- The Washington Times - Wednesday, April 15, 2009


The American taxpayer once again finds himself at that most dreaded of days, April 15. On this day, he must settle up his tax bill with Uncle Sam.

What many Americans don't realize is that tax day is about much more than just paying taxes. It's also about every American's job, small business, energy use and retirement nest egg.

The Internal Revenue Service reports that about 138 million American families will have to file a tax return this year. Families pay an average of $7,500 in federal income taxes. This doesn't count Social Security and Medicare taxes, unemployment tax, self-employment tax, state and local income and sales taxes, property taxes and the whole myriad of taxes at all levels of government.

Not all families pay. About one-third of the 138 million tax returns will show zero taxes owed or will claim a tax welfare check called a refundable credit. Half of income earners - those making less than $32,000 - will pay just 3 percent of all income taxes. The top 10 percent of income earners - those making more than $109,000 - will pay more than 70 percent of all income taxes. The richest of the rich, the top 1 percent (those earning more than $400,000) will pay 40 percent of all income taxes.

Not everyone in America pays federal taxes. There are the producers of income, and there are those who benefit from the government “redistributing” income to the politically connected, non-taxpaying population. Let's take a look at who pays taxes in America.

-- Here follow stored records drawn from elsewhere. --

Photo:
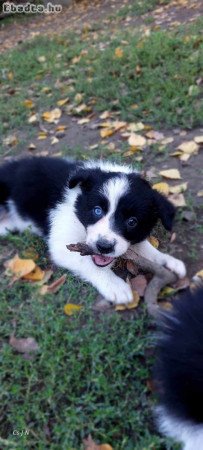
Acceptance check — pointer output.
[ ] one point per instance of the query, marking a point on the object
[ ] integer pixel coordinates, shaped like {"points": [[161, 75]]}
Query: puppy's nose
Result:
{"points": [[105, 246]]}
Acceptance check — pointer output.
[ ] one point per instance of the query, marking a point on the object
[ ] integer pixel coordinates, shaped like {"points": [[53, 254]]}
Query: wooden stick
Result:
{"points": [[161, 278]]}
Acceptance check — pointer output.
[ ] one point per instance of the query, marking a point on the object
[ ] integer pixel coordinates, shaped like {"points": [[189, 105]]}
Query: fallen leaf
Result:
{"points": [[41, 59], [24, 345], [139, 284], [118, 52], [52, 116], [136, 140], [36, 275], [34, 118], [19, 267], [153, 241], [28, 104], [163, 188], [63, 102], [178, 189], [71, 308], [198, 139], [10, 141], [178, 200], [54, 140], [172, 174], [107, 132], [189, 147]]}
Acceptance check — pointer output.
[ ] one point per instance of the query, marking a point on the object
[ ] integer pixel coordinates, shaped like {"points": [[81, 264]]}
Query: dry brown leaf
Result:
{"points": [[178, 200], [107, 132], [136, 140], [52, 116], [36, 275], [139, 284], [24, 345], [163, 188], [118, 52], [19, 267], [189, 147], [199, 139], [153, 241], [172, 174], [10, 141], [178, 189], [63, 101], [28, 104]]}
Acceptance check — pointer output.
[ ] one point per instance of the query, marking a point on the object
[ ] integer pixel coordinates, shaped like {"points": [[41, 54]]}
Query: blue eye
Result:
{"points": [[98, 211], [132, 222]]}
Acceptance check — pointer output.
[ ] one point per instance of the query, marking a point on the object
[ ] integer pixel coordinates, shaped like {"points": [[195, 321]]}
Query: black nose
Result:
{"points": [[105, 246]]}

Small businesses are a good place to start. According to the Census Bureau, there are 21 million owner-only businesses in the United States. There are an additional 6 million firms that employ 99 or fewer people. Taken together, this is a good approximation of the small-business sector.

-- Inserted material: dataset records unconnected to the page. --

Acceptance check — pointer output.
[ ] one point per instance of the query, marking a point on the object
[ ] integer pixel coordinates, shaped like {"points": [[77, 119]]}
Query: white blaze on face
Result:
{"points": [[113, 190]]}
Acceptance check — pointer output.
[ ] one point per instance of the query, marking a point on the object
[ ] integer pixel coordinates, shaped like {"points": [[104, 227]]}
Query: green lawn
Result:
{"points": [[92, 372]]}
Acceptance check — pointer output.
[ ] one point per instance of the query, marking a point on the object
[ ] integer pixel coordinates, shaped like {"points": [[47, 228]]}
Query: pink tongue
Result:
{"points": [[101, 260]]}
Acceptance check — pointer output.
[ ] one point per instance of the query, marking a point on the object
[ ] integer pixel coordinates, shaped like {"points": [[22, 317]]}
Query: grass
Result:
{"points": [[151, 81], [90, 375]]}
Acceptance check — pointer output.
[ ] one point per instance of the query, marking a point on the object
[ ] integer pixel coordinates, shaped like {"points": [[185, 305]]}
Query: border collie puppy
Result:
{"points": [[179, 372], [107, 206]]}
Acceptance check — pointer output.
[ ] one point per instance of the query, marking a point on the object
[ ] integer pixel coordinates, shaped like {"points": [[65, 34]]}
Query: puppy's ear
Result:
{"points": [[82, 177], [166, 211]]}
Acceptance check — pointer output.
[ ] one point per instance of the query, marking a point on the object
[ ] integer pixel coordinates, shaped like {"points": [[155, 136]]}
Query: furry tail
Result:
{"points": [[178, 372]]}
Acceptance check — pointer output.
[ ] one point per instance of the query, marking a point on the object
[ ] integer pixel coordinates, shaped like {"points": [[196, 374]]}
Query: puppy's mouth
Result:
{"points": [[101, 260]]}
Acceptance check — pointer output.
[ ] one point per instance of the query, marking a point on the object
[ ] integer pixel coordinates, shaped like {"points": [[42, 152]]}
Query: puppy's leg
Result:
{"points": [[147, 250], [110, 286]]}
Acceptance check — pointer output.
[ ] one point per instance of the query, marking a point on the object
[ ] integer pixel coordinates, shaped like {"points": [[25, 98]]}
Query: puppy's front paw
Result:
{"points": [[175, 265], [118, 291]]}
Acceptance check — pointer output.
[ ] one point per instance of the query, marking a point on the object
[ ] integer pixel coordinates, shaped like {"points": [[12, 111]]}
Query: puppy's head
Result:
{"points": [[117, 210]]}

Small businesses - sole proprietors, Subchapter-S corporations, and partnerships - are not like corporations, which ostensibly pay their own taxes. Rather, small-business owners pay taxes on their profits. So, the tax rates and rules on individuals have everything in the world to do with how we tax our small-business sector.

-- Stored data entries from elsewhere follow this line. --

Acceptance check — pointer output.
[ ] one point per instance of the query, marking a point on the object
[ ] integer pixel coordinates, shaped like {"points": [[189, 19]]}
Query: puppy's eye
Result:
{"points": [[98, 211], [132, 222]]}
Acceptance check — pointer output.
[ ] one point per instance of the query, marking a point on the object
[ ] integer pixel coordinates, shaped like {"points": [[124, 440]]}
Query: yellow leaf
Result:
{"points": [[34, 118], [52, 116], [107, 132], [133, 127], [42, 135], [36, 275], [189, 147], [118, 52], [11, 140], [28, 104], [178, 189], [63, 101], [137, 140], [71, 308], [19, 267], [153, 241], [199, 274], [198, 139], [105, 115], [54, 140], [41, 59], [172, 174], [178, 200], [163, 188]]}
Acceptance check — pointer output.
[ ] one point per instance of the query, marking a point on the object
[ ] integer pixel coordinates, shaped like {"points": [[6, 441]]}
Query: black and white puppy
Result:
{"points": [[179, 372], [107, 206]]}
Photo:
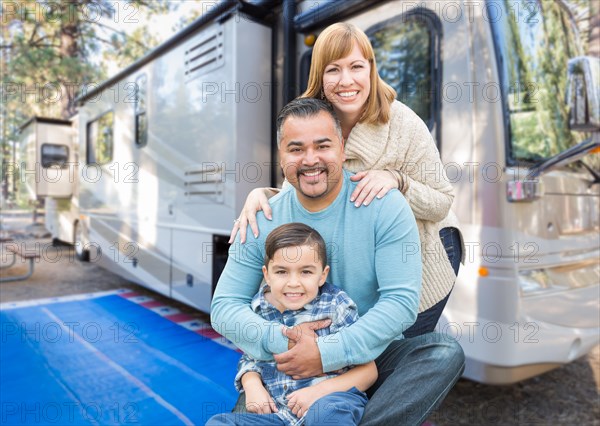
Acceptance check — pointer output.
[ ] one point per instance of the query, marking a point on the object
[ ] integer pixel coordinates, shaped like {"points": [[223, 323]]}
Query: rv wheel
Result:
{"points": [[81, 252]]}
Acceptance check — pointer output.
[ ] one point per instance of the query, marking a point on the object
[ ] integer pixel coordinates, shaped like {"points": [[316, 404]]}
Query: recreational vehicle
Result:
{"points": [[170, 147], [48, 171]]}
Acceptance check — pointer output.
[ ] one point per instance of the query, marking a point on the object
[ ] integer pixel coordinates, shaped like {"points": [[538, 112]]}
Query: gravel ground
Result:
{"points": [[569, 395]]}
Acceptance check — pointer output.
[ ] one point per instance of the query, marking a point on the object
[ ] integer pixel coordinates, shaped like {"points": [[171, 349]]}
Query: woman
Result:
{"points": [[388, 146]]}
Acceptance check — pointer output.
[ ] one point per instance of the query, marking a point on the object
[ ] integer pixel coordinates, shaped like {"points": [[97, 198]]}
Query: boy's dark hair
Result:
{"points": [[304, 108], [295, 235]]}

It isn't pretty. Small businesses must pay the same graduated income-tax rates as everyone else. These go as high as 35 percent, but President Obama and congressional Democrats want them to go as high as almost 40 percent. Additionally, most small businesses pay a “self-employment” tax to account for Social Security and Medicare taxes. This rate is 15.3 percent on the first $105,000 or so of small-business profits and 2.9 percent above that. Throw in state income taxes, and many small businesses easily face marginal tax rates between 40 percent and 50 percent. Even Warren Buffett has a lower marginal tax rate than that.

Mr. Obama's budget calls for raising the top two tax rates so that the top rate would reach nearly 40 percent. The administration claims this will affect only a small number of small businesses, and that's undoubtedly true. But most of the small-business profits - the same profits that employ the one-third of Americans who work in those small firms I mentioned earlier - will face these higher tax rates.

In fact, according to the IRS, $2 out of every $3 in small-business profits is taxed in households making more than $200,000 per year. To raise tax rates on these households is to raise tax rates on most of America's small-business sector.

Then you have energy. Every American uses energy every time he turns on a light switch, drives to the store or picks up the kids from practice. If the Obama-Pelosi-Reid budget is implemented, a $3,100 family surtax will be imposed each and every year to pay for a new carbon tax known as “cap-and-trade.” In addition to the cap-and-trade tax, the Obama budget would impose even more taxes on gas, oil and energy production and use. That would cost the average family an additional $7,000 each year in higher energy costs and lower wages.

Finally, there are America's retirement savings. The stock market has taken quite a beating over the past year. Talk of higher taxes, destabilizing bailouts and European levels of regulation will tend to do that. As a result, too many Americans' 401(k)s look more like 201(k)s. Another body blow is in the Obama-Pelosi-Reid budget. It plans on raising the capital-gains and dividends tax rate from 15 percent to 20 percent. Stocks price in their after-tax value. Raising the tax rate on stocks by a third will reduce their after-tax value. Prices will come down accordingly. That means that even if your nest egg is in tax-advantaged accounts like 401(k)s and individual retirement accounts, you'll feel the pinch.

So on this tax day, if you are a taxpayer, you are doing far more than just giving money to the government. Because of the high and onerous taxes you and I have to pay, there are fewer small businesses employing fewer people.

Energy costs will keep going up, and your retirement savings will keep going down. But Mr. Obama, Senate Majority Leader Harry Reid and House Speaker Nancy Pelosi have words of encouragement this year: “Get back to work.” You need to work harder so they can take your money and share it with their campaign contributors.

Grover G. Norquist is president of Americans for Tax Reform.